Anyway, the next day, he was almost completely back to his normal, mostly-agreeable, happy self (which I quickly realized I often take for granted).  We went to CFA for some free breakfast, and even saw a (green!) garbage truck in action while we were there.  The day was not without some tears and whines, but it was definitely more normal for us both, and for that, I was very grateful.

My CFA date. ♥
He was up for taking a picture, but apparently, was going for the "16-yr.-old after mom's already taken 473 pictures" look.
I showed him the picture and asked where his smile was... 
...and he voluntarily went back and tried again.

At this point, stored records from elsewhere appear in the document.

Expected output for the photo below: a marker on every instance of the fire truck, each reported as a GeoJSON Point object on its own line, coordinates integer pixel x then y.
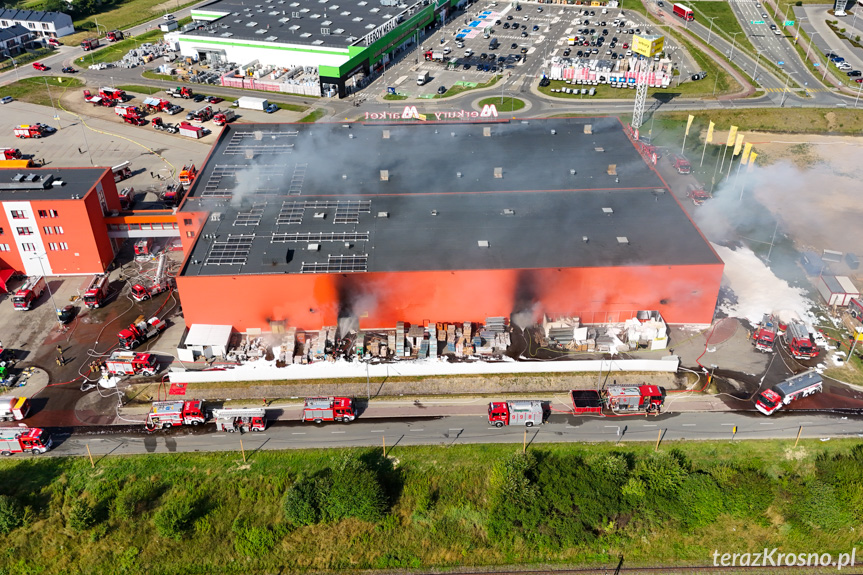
{"type": "Point", "coordinates": [11, 153]}
{"type": "Point", "coordinates": [681, 164]}
{"type": "Point", "coordinates": [240, 419]}
{"type": "Point", "coordinates": [131, 363]}
{"type": "Point", "coordinates": [771, 400]}
{"type": "Point", "coordinates": [683, 12]}
{"type": "Point", "coordinates": [188, 175]}
{"type": "Point", "coordinates": [22, 439]}
{"type": "Point", "coordinates": [31, 290]}
{"type": "Point", "coordinates": [122, 171]}
{"type": "Point", "coordinates": [174, 413]}
{"type": "Point", "coordinates": [639, 398]}
{"type": "Point", "coordinates": [180, 92]}
{"type": "Point", "coordinates": [140, 331]}
{"type": "Point", "coordinates": [33, 131]}
{"type": "Point", "coordinates": [160, 282]}
{"type": "Point", "coordinates": [14, 408]}
{"type": "Point", "coordinates": [522, 412]}
{"type": "Point", "coordinates": [97, 291]}
{"type": "Point", "coordinates": [696, 193]}
{"type": "Point", "coordinates": [799, 344]}
{"type": "Point", "coordinates": [143, 247]}
{"type": "Point", "coordinates": [320, 409]}
{"type": "Point", "coordinates": [765, 334]}
{"type": "Point", "coordinates": [89, 44]}
{"type": "Point", "coordinates": [222, 117]}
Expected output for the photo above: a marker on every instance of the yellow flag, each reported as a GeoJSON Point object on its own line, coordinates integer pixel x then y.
{"type": "Point", "coordinates": [738, 143]}
{"type": "Point", "coordinates": [732, 134]}
{"type": "Point", "coordinates": [752, 157]}
{"type": "Point", "coordinates": [744, 159]}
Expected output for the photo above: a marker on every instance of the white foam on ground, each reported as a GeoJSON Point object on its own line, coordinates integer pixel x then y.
{"type": "Point", "coordinates": [756, 287]}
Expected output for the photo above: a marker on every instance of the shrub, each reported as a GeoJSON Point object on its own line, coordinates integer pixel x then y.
{"type": "Point", "coordinates": [175, 517]}
{"type": "Point", "coordinates": [302, 502]}
{"type": "Point", "coordinates": [354, 491]}
{"type": "Point", "coordinates": [80, 516]}
{"type": "Point", "coordinates": [11, 514]}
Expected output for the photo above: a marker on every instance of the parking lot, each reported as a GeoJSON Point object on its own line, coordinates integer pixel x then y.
{"type": "Point", "coordinates": [519, 42]}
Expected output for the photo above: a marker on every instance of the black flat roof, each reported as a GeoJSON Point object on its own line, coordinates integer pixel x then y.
{"type": "Point", "coordinates": [298, 21]}
{"type": "Point", "coordinates": [26, 184]}
{"type": "Point", "coordinates": [296, 198]}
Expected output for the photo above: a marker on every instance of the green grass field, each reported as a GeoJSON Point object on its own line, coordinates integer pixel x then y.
{"type": "Point", "coordinates": [504, 104]}
{"type": "Point", "coordinates": [445, 507]}
{"type": "Point", "coordinates": [33, 90]}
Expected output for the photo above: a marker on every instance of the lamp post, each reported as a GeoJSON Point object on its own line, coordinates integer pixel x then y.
{"type": "Point", "coordinates": [733, 44]}
{"type": "Point", "coordinates": [48, 286]}
{"type": "Point", "coordinates": [785, 89]}
{"type": "Point", "coordinates": [711, 28]}
{"type": "Point", "coordinates": [811, 37]}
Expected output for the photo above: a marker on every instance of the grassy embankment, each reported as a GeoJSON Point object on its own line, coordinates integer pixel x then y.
{"type": "Point", "coordinates": [33, 90]}
{"type": "Point", "coordinates": [428, 507]}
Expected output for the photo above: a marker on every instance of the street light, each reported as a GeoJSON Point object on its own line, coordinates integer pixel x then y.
{"type": "Point", "coordinates": [711, 28]}
{"type": "Point", "coordinates": [785, 89]}
{"type": "Point", "coordinates": [38, 257]}
{"type": "Point", "coordinates": [811, 37]}
{"type": "Point", "coordinates": [733, 43]}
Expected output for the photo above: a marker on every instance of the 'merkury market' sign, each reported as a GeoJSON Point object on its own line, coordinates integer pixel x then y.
{"type": "Point", "coordinates": [411, 113]}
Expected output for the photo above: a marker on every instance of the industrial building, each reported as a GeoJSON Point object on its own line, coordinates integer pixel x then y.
{"type": "Point", "coordinates": [345, 40]}
{"type": "Point", "coordinates": [53, 221]}
{"type": "Point", "coordinates": [301, 225]}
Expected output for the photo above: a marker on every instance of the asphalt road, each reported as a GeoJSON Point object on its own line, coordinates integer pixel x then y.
{"type": "Point", "coordinates": [467, 429]}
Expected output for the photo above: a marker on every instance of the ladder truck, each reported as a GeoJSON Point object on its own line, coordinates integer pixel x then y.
{"type": "Point", "coordinates": [160, 282]}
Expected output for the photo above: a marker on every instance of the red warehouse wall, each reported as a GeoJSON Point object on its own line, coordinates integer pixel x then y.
{"type": "Point", "coordinates": [683, 294]}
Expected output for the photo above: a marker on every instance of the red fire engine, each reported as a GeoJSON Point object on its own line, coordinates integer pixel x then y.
{"type": "Point", "coordinates": [799, 343]}
{"type": "Point", "coordinates": [320, 409]}
{"type": "Point", "coordinates": [131, 363]}
{"type": "Point", "coordinates": [644, 398]}
{"type": "Point", "coordinates": [11, 153]}
{"type": "Point", "coordinates": [31, 290]}
{"type": "Point", "coordinates": [19, 440]}
{"type": "Point", "coordinates": [524, 412]}
{"type": "Point", "coordinates": [140, 331]}
{"type": "Point", "coordinates": [97, 291]}
{"type": "Point", "coordinates": [173, 413]}
{"type": "Point", "coordinates": [240, 419]}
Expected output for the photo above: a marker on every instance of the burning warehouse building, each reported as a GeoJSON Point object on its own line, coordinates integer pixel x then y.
{"type": "Point", "coordinates": [301, 225]}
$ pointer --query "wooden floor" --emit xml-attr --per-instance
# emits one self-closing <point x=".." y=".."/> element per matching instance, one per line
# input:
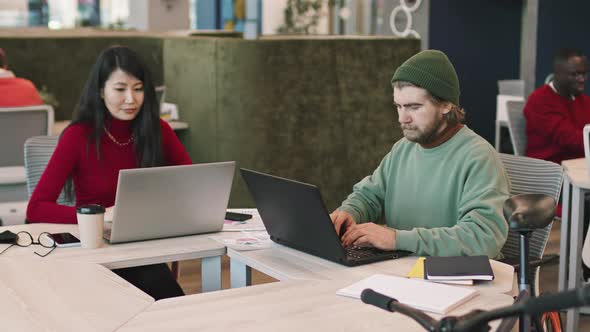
<point x="190" y="275"/>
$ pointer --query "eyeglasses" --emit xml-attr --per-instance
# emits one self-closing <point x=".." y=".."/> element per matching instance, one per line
<point x="25" y="239"/>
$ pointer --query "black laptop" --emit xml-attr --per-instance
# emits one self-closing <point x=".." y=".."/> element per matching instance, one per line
<point x="295" y="216"/>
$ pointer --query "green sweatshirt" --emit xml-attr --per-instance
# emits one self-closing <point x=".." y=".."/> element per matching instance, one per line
<point x="443" y="201"/>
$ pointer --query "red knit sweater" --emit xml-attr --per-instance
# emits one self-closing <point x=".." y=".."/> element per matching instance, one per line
<point x="95" y="181"/>
<point x="17" y="92"/>
<point x="554" y="125"/>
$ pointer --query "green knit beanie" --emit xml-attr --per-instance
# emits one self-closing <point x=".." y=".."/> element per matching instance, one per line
<point x="431" y="70"/>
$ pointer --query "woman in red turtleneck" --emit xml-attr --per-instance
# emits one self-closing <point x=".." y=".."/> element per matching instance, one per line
<point x="117" y="126"/>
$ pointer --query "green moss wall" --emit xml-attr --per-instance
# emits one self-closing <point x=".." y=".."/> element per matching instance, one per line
<point x="63" y="63"/>
<point x="315" y="110"/>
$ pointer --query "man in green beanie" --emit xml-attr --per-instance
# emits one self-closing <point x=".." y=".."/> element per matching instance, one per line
<point x="441" y="188"/>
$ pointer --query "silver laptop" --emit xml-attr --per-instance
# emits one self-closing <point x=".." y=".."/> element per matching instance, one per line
<point x="169" y="201"/>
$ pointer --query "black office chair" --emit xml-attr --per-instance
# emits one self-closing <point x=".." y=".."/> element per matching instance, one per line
<point x="525" y="213"/>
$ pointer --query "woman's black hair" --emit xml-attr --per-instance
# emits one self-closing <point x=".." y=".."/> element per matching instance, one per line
<point x="91" y="109"/>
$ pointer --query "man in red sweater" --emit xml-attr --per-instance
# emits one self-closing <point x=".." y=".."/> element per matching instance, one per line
<point x="557" y="112"/>
<point x="16" y="91"/>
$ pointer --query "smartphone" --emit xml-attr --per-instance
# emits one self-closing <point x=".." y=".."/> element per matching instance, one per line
<point x="237" y="216"/>
<point x="65" y="240"/>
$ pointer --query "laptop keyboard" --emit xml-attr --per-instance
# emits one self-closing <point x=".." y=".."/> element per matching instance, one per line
<point x="357" y="252"/>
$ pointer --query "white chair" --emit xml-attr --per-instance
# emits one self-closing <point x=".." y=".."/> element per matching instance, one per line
<point x="16" y="125"/>
<point x="517" y="126"/>
<point x="38" y="151"/>
<point x="531" y="176"/>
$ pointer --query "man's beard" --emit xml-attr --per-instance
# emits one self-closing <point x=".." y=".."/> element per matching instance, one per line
<point x="426" y="136"/>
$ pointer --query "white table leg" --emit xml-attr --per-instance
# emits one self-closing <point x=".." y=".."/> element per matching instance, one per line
<point x="575" y="267"/>
<point x="240" y="274"/>
<point x="497" y="138"/>
<point x="564" y="241"/>
<point x="211" y="273"/>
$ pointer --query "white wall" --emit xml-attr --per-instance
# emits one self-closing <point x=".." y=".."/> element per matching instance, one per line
<point x="159" y="15"/>
<point x="14" y="13"/>
<point x="273" y="17"/>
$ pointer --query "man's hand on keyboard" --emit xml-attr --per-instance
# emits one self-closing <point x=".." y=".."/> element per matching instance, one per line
<point x="370" y="234"/>
<point x="342" y="221"/>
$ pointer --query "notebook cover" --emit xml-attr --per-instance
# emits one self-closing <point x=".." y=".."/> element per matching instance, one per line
<point x="458" y="268"/>
<point x="420" y="294"/>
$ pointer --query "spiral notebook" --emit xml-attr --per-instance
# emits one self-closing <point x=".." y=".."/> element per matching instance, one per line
<point x="420" y="294"/>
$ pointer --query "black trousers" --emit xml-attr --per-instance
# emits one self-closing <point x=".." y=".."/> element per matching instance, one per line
<point x="155" y="280"/>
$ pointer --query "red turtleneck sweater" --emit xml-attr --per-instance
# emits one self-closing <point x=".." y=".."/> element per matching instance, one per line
<point x="95" y="181"/>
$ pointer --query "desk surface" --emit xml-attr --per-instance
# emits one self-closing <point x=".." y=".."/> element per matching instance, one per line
<point x="575" y="170"/>
<point x="284" y="263"/>
<point x="284" y="306"/>
<point x="123" y="254"/>
<point x="44" y="295"/>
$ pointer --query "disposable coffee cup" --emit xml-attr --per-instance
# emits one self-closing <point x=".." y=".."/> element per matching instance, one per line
<point x="90" y="223"/>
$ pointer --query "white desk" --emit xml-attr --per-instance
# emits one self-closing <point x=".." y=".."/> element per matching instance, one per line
<point x="129" y="254"/>
<point x="502" y="115"/>
<point x="59" y="126"/>
<point x="575" y="183"/>
<point x="285" y="306"/>
<point x="284" y="263"/>
<point x="49" y="295"/>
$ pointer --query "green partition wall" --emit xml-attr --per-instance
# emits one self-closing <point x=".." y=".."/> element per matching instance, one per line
<point x="316" y="110"/>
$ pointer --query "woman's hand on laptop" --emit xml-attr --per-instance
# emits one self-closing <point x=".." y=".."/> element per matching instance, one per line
<point x="342" y="221"/>
<point x="370" y="234"/>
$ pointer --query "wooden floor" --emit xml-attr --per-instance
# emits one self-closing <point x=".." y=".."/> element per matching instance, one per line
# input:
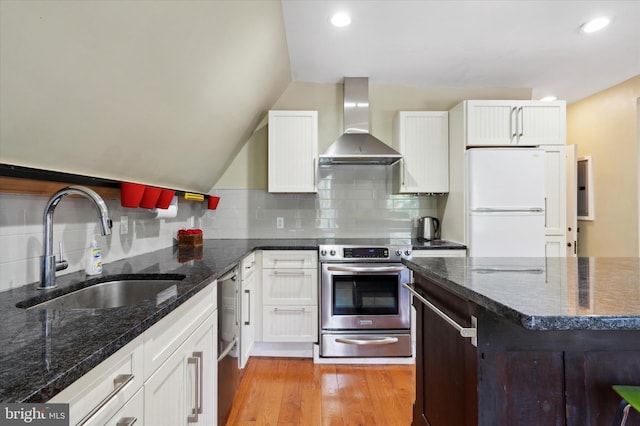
<point x="288" y="392"/>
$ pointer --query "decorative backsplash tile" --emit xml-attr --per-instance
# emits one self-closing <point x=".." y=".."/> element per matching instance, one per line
<point x="352" y="202"/>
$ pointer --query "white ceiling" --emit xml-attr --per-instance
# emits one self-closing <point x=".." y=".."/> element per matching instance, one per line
<point x="475" y="43"/>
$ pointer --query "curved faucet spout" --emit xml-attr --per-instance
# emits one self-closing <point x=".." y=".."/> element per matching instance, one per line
<point x="49" y="264"/>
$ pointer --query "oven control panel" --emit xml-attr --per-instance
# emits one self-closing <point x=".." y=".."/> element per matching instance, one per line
<point x="336" y="253"/>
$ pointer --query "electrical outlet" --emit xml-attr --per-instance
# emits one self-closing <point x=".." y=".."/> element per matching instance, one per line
<point x="124" y="225"/>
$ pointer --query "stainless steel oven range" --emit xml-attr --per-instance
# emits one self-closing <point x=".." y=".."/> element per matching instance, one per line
<point x="364" y="309"/>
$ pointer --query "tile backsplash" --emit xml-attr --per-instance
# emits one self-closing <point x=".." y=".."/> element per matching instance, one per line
<point x="352" y="202"/>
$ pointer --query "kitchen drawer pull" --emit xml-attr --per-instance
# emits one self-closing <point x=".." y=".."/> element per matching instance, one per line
<point x="193" y="417"/>
<point x="248" y="321"/>
<point x="366" y="270"/>
<point x="119" y="382"/>
<point x="367" y="342"/>
<point x="228" y="349"/>
<point x="231" y="275"/>
<point x="518" y="270"/>
<point x="464" y="331"/>
<point x="278" y="272"/>
<point x="289" y="310"/>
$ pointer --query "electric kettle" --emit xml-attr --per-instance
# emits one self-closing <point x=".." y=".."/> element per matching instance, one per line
<point x="428" y="228"/>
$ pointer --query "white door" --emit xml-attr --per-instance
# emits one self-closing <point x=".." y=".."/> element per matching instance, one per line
<point x="506" y="235"/>
<point x="505" y="202"/>
<point x="505" y="179"/>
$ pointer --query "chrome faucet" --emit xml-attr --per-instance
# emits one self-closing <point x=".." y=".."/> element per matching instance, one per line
<point x="49" y="264"/>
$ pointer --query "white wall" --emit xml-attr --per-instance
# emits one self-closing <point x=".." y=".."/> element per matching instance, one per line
<point x="74" y="224"/>
<point x="353" y="201"/>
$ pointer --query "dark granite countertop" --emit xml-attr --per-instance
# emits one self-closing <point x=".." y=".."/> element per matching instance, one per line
<point x="44" y="351"/>
<point x="545" y="294"/>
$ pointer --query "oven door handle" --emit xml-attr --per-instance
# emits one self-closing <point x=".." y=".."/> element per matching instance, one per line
<point x="367" y="341"/>
<point x="366" y="269"/>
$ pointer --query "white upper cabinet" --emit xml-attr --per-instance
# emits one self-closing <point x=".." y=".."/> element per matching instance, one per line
<point x="293" y="151"/>
<point x="508" y="123"/>
<point x="422" y="137"/>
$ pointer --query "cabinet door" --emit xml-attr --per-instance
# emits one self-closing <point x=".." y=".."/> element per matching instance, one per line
<point x="446" y="363"/>
<point x="201" y="354"/>
<point x="293" y="151"/>
<point x="422" y="137"/>
<point x="541" y="123"/>
<point x="555" y="190"/>
<point x="183" y="390"/>
<point x="491" y="123"/>
<point x="290" y="324"/>
<point x="165" y="393"/>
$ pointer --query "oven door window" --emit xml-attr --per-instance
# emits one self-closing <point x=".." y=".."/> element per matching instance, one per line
<point x="365" y="295"/>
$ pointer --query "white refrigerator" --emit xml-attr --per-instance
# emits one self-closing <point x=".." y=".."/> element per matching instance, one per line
<point x="505" y="202"/>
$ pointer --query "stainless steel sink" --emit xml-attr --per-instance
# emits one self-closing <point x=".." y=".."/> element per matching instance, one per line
<point x="110" y="294"/>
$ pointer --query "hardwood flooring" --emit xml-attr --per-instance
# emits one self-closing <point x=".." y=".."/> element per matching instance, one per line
<point x="297" y="392"/>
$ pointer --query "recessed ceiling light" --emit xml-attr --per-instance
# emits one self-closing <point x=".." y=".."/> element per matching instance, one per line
<point x="595" y="24"/>
<point x="340" y="19"/>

I just couldn't pass up this jacket for $3 at a consignment sale last season.
Also, he chose to wear his church shoes, rather than his every-day tennies. ♥

Thanks for letting me safely share all of this.  I realize this kind of day may be the norm for some kiddos (with or without behavioral diagnoses) and probably seems trivial for those who are dealing with children's health issues, etc.  Some of you may be thinking "He's almost two - this is just the beginning of the "Terrible Two's," of course."  For us, though, this was an uncharacteristically bad day, and again, I wanted to share about it out of appreciation for my husband AND in an effort to keep it real up in here.  😉

With greater distance from the end of my rope than two days ago,
Kensy
😉

Favorites of the day:
open windows
new friends
...especially ones who bring you little tiny cinnamon rolls...
...and sweet primrose plants...because she knows you love little things.
This face.
(Brought to you by a fun egg decorating contraption Bryant's family brought on their recent (super fun) visit).